Lead exposure during adulthood may cause persistent deficits in certain forms of learning and memory, according to a new study from the University of Washington School of Public Health.
The study exposed male mice to lead for three months during late adolescence and adulthood, and researchers found that the lead-exposed mice exhibited impairments in their ability to record information about their environment and spatial orientation. Sub-chronic exposure refers to having multiple or continuous exposures lasting for about 10 percent of an organism’s lifetime.
“There are many people in the U.S. who were, through lead contamination in the environment or the workplace, exposed to higher levels of lead throughout their life,” said Anna Engstrom, a toxicologist who conducted the study as a graduate student in the School’s Department of Environmental and Occupational Health Sciences. “However, we do not fully understand the contribution of these long-term exposures to cognitive decline or neurodegeneration.”
Study findings, published online Sept. 29 in Neuroscience Letters, showed that sub-chronic exposure to lead is sufficient to impair key processes in adult neurogenesis — a unique process that generates new neurons throughout adulthood — in the hippocampus of the brain. Previous studies have shown that disturbances in this process may cause deficits in certain forms of learning and memory, accelerate cognitive decline and contribute to the development of Alzheimer’s disease.

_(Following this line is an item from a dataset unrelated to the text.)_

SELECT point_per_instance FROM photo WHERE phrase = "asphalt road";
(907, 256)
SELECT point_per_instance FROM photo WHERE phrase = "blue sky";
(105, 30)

Engstrom and Zhengui Xia, professor of environmental and occupational health sciences at the School of Public Health, exposed mice to either normal drinking water or to drinking water with 0.2 percent lead acetate, beginning at 6 weeks of age. After 12 weeks of lead exposure, the animals were switched to normal drinking water for the remaining duration of the study.
In an open field test, mice were allowed to freely explore an arena for 20 minutes and their vertical and horizontal movements were recorded. The researchers did not observe any signs that lead exposure caused deficits in locomotor activity or in anxiety. However, lead did cause a slight, but significant, increase in hyperactivity.
In another test, researchers placed each mouse into the open arena with two objects for five minutes, then returned them to their cage for an hour. Researchers moved one of the two objects and later placed the mice back into the arena. The amount of time each mouse spent investigating the object in a new location was compared to the amount of time the animal spent investigating the object in a familiar location, as an indicator of short-term spatial memory.
Mice exposed to normal drinking water spent significantly more time exploring the new object location, indicating that the mice remembered where the original object had been placed. However, mice exposed to lead spent a similar amount of time exploring both the new and familiar object locations, suggesting these mice had impaired spatial short-term memory.
Additionally, researchers observed a significant decrease in the total number of adult-born mature neurons in lead-exposed mice. “While lead inhibition of adult cell proliferation may be reversible after exposure stops, lead impairment of neuronal differentiation may persist after the cessation of lead exposure,” the study authors wrote.
These findings suggest that the effect of lead on adult neurogenesis may be one mechanism underlying the long-term effects of lead on cognition. However, the study authors concluded that additional research is needed to better understand how lead exposure at different life stages impacts cognitive behavior later in life.